Fast forward to 2004, I woke up one morning unable to see properly out of one eye. I had Optic Neuritis and could finally get a diagnosis of MS. Fortunately my sight returned after 6 weeks and I continued to dance when I could. Salsa in Zurich, Valencia, New York, Cancun – wherever there was a salsa club. Regular classes kept me mobile and feeling positive. I really loved dancing!

Alas, after a fairly ordinary morning in 2008, I had to hang up my dancing shoes – or so I thought. A massive MS relapse put me in hospital for 10 weeks. I remember my youngest niece saying to me, “but Auntie, you don’t take drugs so why are you in rehab?”

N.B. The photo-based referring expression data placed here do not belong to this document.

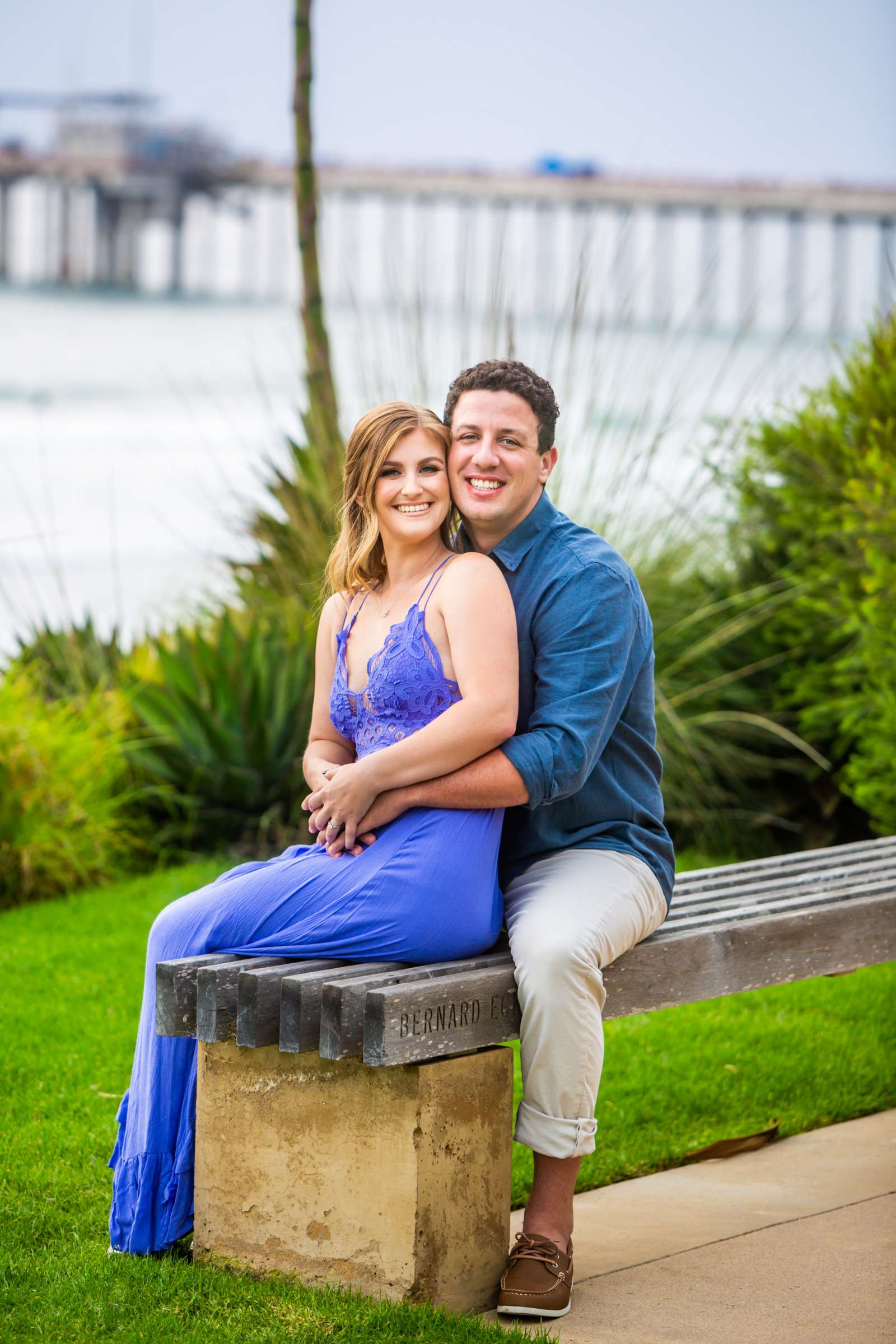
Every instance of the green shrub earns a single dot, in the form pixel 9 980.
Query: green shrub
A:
pixel 817 496
pixel 66 795
pixel 729 763
pixel 225 722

I was paralyzed from chest down and had to learn to do everything again; who knew making a cup of tea was so difficult? By the time I left the Neurological Rehab Unit, fortunately most of the paralysis had subsided; I was walking with an elbow crutch and using a wheelchair for longer distances. A stress fracture in my right foot, due to the way I now walk, pushed my return to dancing even further away. Even though the fracture finally healed after more than a year, I’m still in pain and can’t stand for long.

Getting Back on the Dance Floor
Adrienne and her family, at a class
When I received the Lewisham MS Society newsletter detailing Step Change Studios and their upcoming classes, I was over the moon! All I needed to do was sort out childcare and I was good to go. But who else was going to come with me? I have 3 friends with MS who use wheelchairs: one was busy, one had had a fall so wasn’t up to it, the other didn’t reply to my message. Could I go on my own? I’d voluntary work in Kenya and Ghana on my own in 2007, surely I could do this. Couldn’t I? I hadn’t been able to sort out childcare and so I decided to bring my 7 year old, her cousin who was playing at our home and her mother, my niece, with me.

Wow – a 50:50 mix of wheelchair dancers and those without. Cool! A little warm-up and then we were off. I’m not a regular wheelchair user and get fatigued quite easily, so I was worried that I wouldn’t be able to keep up. It was fine. Nuno and Rashmi are on hand to help and answer any questions. I also needed to ask one of the other wheelchair dancers how he was managing to turn his chair using just one hand. The hour flew by. What a great afternoon! We left on a high.

The all-inclusive dance class that Step Change Studios is running is perfect. It’s good exercise, great fun, a lovely way to socialize and most importantly, I’m back on the dance floor! You don’t need any previous experience – even my 7 year old now loves to spin me around in my wheelchair, having watched the last 2 classes.